# 1. Setup

In [80]:
# TODO: clean this up
from datasets import load_dataset
import pandas as pd
import numpy as np
import matplotlib.pyplot as plt
import seaborn as sns
import tqdm as notebook_tqdm
import re
import string
import nltk
import torch
import transformers as ppb
from nltk import pos_tag, download
from nltk.corpus import stopwords, wordnet
from nltk.tokenize import TweetTokenizer
from nltk.stem import WordNetLemmatizer
from sklearn.pipeline import Pipeline
from sklearn.feature_extraction.text import CountVectorizer
from sklearn.linear_model import LogisticRegression
from sklearn.model_selection import train_test_split, cross_val_score
from sklearn.base import BaseEstimator, TransformerMixin
from tqdm import tqdm
from sklearn.metrics import classification_report
from sklearn.feature_extraction.text import TfidfVectorizer
from sklearn.model_selection import GridSearchCV
from math import ceil
from sklearn.linear_model import SGDClassifier
from sklearn.metrics import accuracy_score, classification_report
from sklearn.utils.class_weight import compute_class_weight

In [14]:
# Load the dataset from the Hugging Face Hub
notebook_tqdm.tqdm.pandas()
dataset = load_dataset('ucberkeley-dlab/measuring-hate-speech')

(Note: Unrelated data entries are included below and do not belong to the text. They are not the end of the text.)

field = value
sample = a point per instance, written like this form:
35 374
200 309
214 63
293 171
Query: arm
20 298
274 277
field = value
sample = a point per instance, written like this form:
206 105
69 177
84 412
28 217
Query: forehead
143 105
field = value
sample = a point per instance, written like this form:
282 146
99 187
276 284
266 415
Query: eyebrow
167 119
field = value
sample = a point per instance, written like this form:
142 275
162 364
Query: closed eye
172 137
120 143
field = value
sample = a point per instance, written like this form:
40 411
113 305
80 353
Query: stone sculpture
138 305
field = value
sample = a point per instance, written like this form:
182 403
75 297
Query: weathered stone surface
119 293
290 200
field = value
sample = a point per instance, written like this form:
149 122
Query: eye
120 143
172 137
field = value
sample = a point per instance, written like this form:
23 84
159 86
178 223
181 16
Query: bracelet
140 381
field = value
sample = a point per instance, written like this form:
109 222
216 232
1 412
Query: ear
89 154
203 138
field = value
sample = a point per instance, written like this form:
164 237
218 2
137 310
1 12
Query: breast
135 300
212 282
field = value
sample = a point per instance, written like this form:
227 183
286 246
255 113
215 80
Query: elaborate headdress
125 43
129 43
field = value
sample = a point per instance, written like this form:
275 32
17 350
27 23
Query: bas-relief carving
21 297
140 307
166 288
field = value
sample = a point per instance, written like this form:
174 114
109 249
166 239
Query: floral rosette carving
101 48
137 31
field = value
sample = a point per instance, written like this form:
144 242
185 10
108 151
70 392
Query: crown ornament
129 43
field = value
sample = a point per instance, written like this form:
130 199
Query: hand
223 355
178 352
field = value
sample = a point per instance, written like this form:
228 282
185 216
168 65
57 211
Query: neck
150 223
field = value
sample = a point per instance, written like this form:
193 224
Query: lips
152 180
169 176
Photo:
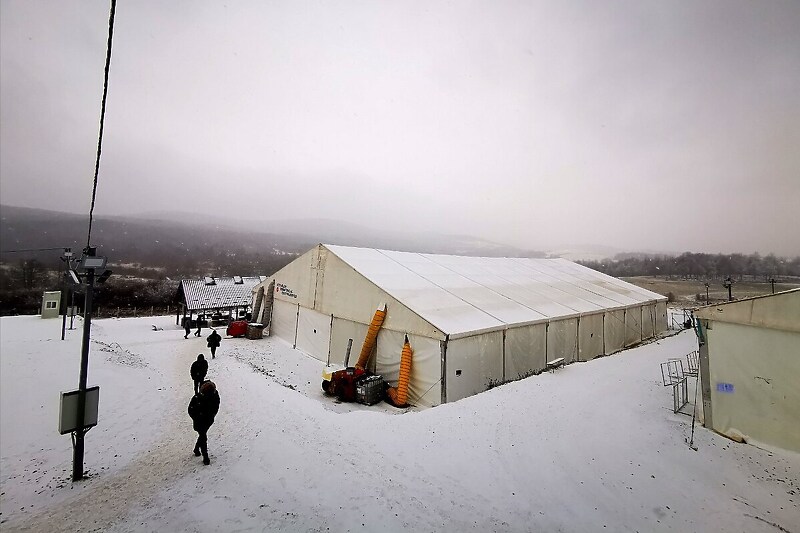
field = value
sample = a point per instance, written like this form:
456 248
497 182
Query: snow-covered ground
592 447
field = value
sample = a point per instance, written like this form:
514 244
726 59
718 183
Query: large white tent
473 322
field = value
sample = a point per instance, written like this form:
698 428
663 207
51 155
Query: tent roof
218 293
459 294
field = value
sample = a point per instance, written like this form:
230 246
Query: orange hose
398 396
371 338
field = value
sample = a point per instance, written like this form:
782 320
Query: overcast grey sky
660 125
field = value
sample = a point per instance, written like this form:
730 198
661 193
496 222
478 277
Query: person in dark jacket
213 342
203 408
198 371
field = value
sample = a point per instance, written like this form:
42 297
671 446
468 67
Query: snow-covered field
592 447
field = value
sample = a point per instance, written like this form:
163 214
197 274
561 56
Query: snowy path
108 499
592 447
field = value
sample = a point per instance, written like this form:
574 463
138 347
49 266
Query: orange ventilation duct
372 337
398 396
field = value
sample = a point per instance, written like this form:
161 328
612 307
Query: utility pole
89 263
66 258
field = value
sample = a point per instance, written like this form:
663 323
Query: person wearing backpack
213 342
198 371
202 409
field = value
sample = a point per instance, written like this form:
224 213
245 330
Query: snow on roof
461 294
218 293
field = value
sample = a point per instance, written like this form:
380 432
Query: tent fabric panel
661 317
473 364
474 293
313 333
564 280
753 376
466 294
510 283
590 336
296 281
614 331
633 325
648 321
424 388
343 330
348 294
284 321
525 351
635 292
584 277
562 340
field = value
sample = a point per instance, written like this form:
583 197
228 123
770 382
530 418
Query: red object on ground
237 328
344 383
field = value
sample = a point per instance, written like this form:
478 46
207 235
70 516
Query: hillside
192 244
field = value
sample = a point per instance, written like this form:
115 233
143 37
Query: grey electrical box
68 410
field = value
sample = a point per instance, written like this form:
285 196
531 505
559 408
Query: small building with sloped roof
750 368
473 322
215 296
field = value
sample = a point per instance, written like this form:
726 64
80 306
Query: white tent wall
633 325
590 336
296 282
614 330
562 340
284 320
525 351
648 321
424 388
345 293
758 368
473 364
661 316
341 332
313 333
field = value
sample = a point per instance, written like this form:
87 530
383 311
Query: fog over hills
186 242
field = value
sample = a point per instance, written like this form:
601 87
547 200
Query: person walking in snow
198 371
213 342
203 408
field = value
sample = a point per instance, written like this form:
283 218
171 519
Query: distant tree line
699 266
132 285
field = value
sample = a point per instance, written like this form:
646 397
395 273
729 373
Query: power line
30 250
102 117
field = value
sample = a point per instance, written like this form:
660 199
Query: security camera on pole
74 416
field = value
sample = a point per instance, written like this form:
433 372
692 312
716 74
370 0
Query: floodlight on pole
88 263
67 258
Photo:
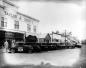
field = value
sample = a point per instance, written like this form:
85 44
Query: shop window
3 22
34 29
16 24
28 27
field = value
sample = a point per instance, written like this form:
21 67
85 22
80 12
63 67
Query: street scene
42 34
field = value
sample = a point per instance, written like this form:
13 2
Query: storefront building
15 25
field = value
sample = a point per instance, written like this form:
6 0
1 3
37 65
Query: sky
56 15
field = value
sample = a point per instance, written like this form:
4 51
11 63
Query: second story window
3 22
16 24
28 27
34 29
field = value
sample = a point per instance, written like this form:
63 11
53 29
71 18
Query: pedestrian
13 43
6 46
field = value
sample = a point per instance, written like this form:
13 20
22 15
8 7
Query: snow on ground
65 57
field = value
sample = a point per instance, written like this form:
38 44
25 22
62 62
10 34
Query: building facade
15 25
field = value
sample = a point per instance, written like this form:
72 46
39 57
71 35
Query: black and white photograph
42 33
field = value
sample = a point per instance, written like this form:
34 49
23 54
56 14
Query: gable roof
27 16
10 3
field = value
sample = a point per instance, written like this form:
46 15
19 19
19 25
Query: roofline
10 3
2 6
28 16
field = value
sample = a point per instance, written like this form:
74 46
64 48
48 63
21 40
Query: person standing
6 46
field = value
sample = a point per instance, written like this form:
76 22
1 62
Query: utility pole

# Convert the dataset to a pandas DataFrame
df_raw = dataset['train'].to_pandas()

In [15]:
TRAIN_RATIO = 0.8 # TODO: factor this out everywhere
TEST_RATIO = 1 - TRAIN_RATIO
HATE_SPEECH_THRESHOLD_UNNORMALIZED = 0.5
SUPPORTIVE_THRESHOLD_UNNORMALIZED = -1
EVALUATION_METRICS = ['precision', 'recall', 'f1-score']


In [16]:
results = []

# 2. Filtering & EDA

### 2.0. Function definitions & variables

In [17]:
def plot_hate_speech_score_histogram(df: pd.DataFrame, hate_threshold: float, supportive_threshold: float):
    """
    Plots a histogram of the hate_speech_score with annotated lines at the thresholds

    Args:
        df (pd.DataFrame): The dataframe to plot the histogram from
        hate_threshold (float): The threshold for hate speech
        supportive_threshold (float): The threshold for supportive speech

    Returns:
        None (plots the histogram)
    """

    total_count = df.shape[0]
    
    # Calculate the amount of values below the supportive threshold
    supportive_count = df[df['hate_speech_score'] < supportive_threshold].shape[0]

    # Calculate the amount of values above the hate threshold
    hate_count = df[df['hate_speech_score'] > hate_threshold].shape[0]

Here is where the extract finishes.